Bahia Amawi, a speech pathologist who has worked as a contractor in a Texas school district for nine years, received a new contract agreement to sign in September for the upcoming school year.The agreement asked her to affirm that she did not boycott Israel and assert that she would not while working for the school.She declined to sign it. Amawi, an American citizen of Palestinian descent who was born in Austria, said the statements infringed on her principles: her stance on Israel’s treatment of Palestinians and her belief in the First Amendment. So she was forced to stop working with the district.The contract, which stems from a 2017 law passed by the state’s Republican-held legislature and governor that prohibited state agencies from contracting with companies boycotting Israel, is the subject of a lawsuit filed this week by Amawi in federal district court in Austin.

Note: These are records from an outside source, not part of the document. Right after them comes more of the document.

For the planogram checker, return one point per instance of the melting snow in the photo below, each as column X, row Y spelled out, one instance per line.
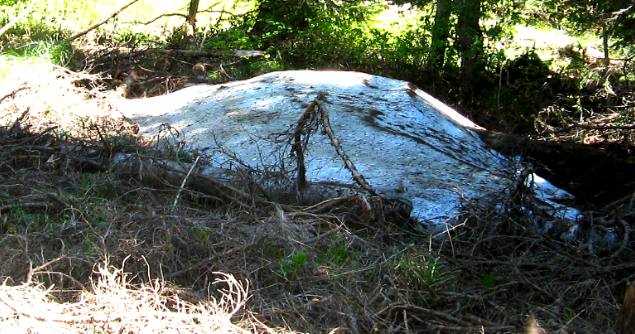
column 406, row 144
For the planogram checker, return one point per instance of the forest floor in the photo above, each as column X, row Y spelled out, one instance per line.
column 87, row 250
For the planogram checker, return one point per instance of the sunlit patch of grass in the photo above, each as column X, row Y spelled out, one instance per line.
column 113, row 304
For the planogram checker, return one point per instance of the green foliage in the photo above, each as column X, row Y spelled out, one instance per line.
column 423, row 271
column 291, row 266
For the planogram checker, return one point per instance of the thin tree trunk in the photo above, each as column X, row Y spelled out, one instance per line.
column 605, row 45
column 469, row 44
column 191, row 17
column 440, row 34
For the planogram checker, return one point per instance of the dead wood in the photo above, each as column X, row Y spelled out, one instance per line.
column 189, row 53
column 97, row 25
column 594, row 173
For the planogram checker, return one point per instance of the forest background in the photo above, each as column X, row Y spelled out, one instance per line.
column 550, row 72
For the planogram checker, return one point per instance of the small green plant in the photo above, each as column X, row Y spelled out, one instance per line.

What right should the state have to tell a public schoolteacher what she can and cannot buy, or what policies she cannot advocate? That is un-American. I would feel the same way if a state law forbade teachers from boycotting, or advocating the boycott of, Christian-owned businesses, for whatever reason. It’s not the state’s business, period, full stop.
Democratic Sen. Ben Cardin is making a behind-the-scenes push to slip an anti-boycott law into a last-minute spending bill being finalized during the lame-duck session, according to four sources familiar with the negotiations.The measure, known as the Israel Anti-Boycott Act, was shelved earlier amid concerns about the infringement of free speech, after civil liberties groups argued that the original version would have allowed criminal penalties for Americans who participate in a political boycott of Israel. Some of the more aggressive elements of the provision have been removed under pressure, but the American Civil Liberties Union, which spearheaded the initial opposition to the bill, is still strongly opposed.In a letter to Congress, the ACLU warned that the amended version still creates unconstitutional restrictions on free speech. “We understand the Senate is considering attaching a revised version of S. 720 to the end-of-the-year omnibus spending bill, and we urge you to oppose its inclusion,” reads a letter dated December 3.
Cardin is advocating a revised version of his bill, after the first one — which seemed to allow Americans to be prosecuted, fined and even jailed for advocating a boycott of Israeli products — was toned down. But groups such as the American Civil Liberties Union still oppose it, arguing that it “leaves intact key provisions which would impose civil and criminal penalties on companies, small business owners, nonprofits, and even people acting on their behalf who engage in or otherwise support certain political boycotts.”